Staying with Private Eye, news (p. 29) of a possible court action emerging out of the 1991 Orkney “Satanic Panic” that led to nine children being taken into care by social workers and a number of adults – including the local church minister – accused of ritual abuse. The case is to be brought by “MW”, who was eight years old in 1991 and came to the attention of social workers due to an actually abusive father:

MW was…said to have given social workers the story of widespread ritual abuse; but she has maintained that she was told to copy a picture of a satanic circle supplied by her interviewer. In taped interviews, MW has said that there was no ritual abuse.

MW has been spurred into action by a documentary that appeared British TV in August 2006, entitled Accused:

She was distressed after a key RSSPC social worker opened old wounds by insisting that abuse had taken place.

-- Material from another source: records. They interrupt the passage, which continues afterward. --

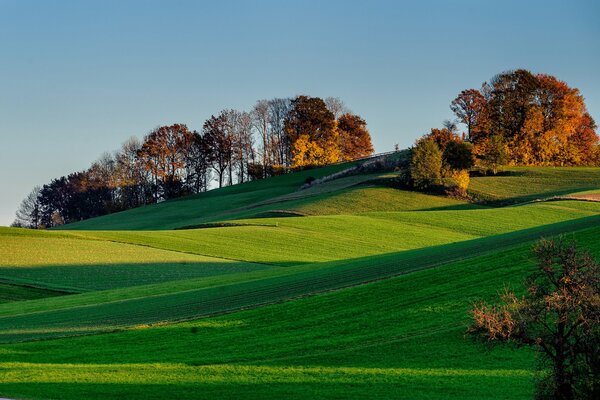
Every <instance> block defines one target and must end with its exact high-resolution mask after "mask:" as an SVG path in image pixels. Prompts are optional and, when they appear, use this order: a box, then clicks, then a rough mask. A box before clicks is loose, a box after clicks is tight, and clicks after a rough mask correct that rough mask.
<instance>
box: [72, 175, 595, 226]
mask: <svg viewBox="0 0 600 400" xmlns="http://www.w3.org/2000/svg"><path fill="white" fill-rule="evenodd" d="M351 165H352V164H340V165H336V166H329V167H324V168H317V169H313V170H308V171H302V172H297V173H291V174H287V175H283V176H278V177H274V178H269V179H264V180H259V181H254V182H248V183H244V184H241V185H234V186H230V187H226V188H222V189H216V190H211V191H209V192H206V193H201V194H199V195H194V196H188V197H184V198H181V199H176V200H172V201H167V202H163V203H160V204H155V205H151V206H145V207H140V208H137V209H133V210H128V211H124V212H121V213H116V214H111V215H107V216H103V217H99V218H93V219H90V220H86V221H81V222H78V223H74V224H69V225H67V226H65V227H62V228H61V229H78V230H81V229H83V230H85V229H89V230H155V229H174V228H181V227H186V226H194V225H199V224H202V223H207V222H215V221H225V220H232V219H242V218H253V217H257V216H263V215H270V214H271V213H273V212H274V211H275V212H278V211H283V212H284V213H285V212H289V211H292V212H298V213H302V214H310V215H325V214H354V213H360V212H367V211H405V210H422V209H440V208H458V209H460V208H473V205H469V204H467V203H465V202H461V201H456V200H451V199H447V198H443V197H440V196H430V195H425V194H419V193H415V192H408V191H397V192H396V191H394V190H393V189H390V188H386V187H384V186H381V184H380V183H377V182H381V181H382V180H383V181H385V180H386V179H387V180H389V179H393V177H394V174H393V173H391V174H390V173H386V174H362V175H355V176H349V177H345V178H340V179H336V180H332V181H329V182H326V183H323V184H320V185H316V186H314V187H312V188H310V189H307V190H299V188H300V187H301V186H302V184H303V183H304V181H305V180H306V178H307V177H309V176H313V177H316V178H319V177H322V176H327V175H330V174H332V173H335V172H338V171H341V170H343V169H346V168H348V167H349V166H351ZM371 181H373V182H374V183H369V182H371ZM367 184H369V185H371V187H370V188H366V187H364V185H367ZM598 187H600V168H583V167H582V168H554V167H548V168H540V167H537V168H509V169H507V171H506V173H505V174H503V175H498V176H485V177H474V178H472V180H471V186H470V190H469V192H470V193H471V194H472V195H473V196H474V197H475V198H477V199H480V200H485V201H488V202H491V203H494V202H496V203H501V204H506V203H519V202H525V201H531V200H534V199H539V198H547V197H551V196H556V195H564V194H569V193H573V192H578V191H583V190H592V189H597V188H598Z"/></svg>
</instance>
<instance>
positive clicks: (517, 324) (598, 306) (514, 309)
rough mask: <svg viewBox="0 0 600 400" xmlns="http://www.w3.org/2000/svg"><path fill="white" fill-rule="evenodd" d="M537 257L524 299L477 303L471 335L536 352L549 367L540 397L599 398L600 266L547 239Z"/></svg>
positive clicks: (519, 298)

That would perhaps have been social worker Janette Chisholm, who blithely dismissed the fact all of the supposed victims – now adults – insisted that the “ritual abuse” had not occurred as evidence merely of “denial”. Another social worker featured in the programme perhaps gave away a bit more than he intended to when he admitted bitterly that he and his colleagues had been unprepared for an articulate media campaign launched by the accused parents. MW, who was subsequently abused by foster parents and who left school without qualifications, now wants “an apology and redress”, and she hopes the courts will grant her legal aid to pursue her claim. MW was not included in an apology and compensation package given to the other children because she was in care already.

Back in 2006 it was also announced that families accused of Satanic abuse in Rochdale in 1990 had decided to sue, but there hasn’t been anything in the public domain since. Around the same time, Kyle Sapp in California told reporters that he had been coaxed into lying about Satanic abuse at the McMartin Preschool in the early 1980s. I blogged on all this here.

As it happens, the same issue of the Eye also carries a letter (p. 14) from San Diego psychologist Ellen Lacter, who had written in to defend the work of Valerie Sinason, whom the Eye had criticised in the previous issue (I blogged this here). Lacter praises Sinason for standing “up for victims of ritual crimes when others have been intimidated into silence”. I noted on Talk to Action some months ago that Lacter considers her “mentor” to be Steve Oglevie, who was at the centre of a 1989 incident in Idaho in which the discovery of a dead baby led to a Satanic panic. In 2006 Oglevie was named as a co-defender in a case brought by Donna Marie Krahn, a Canadian woman who claims that she was made to believe that she had been Satanically abused.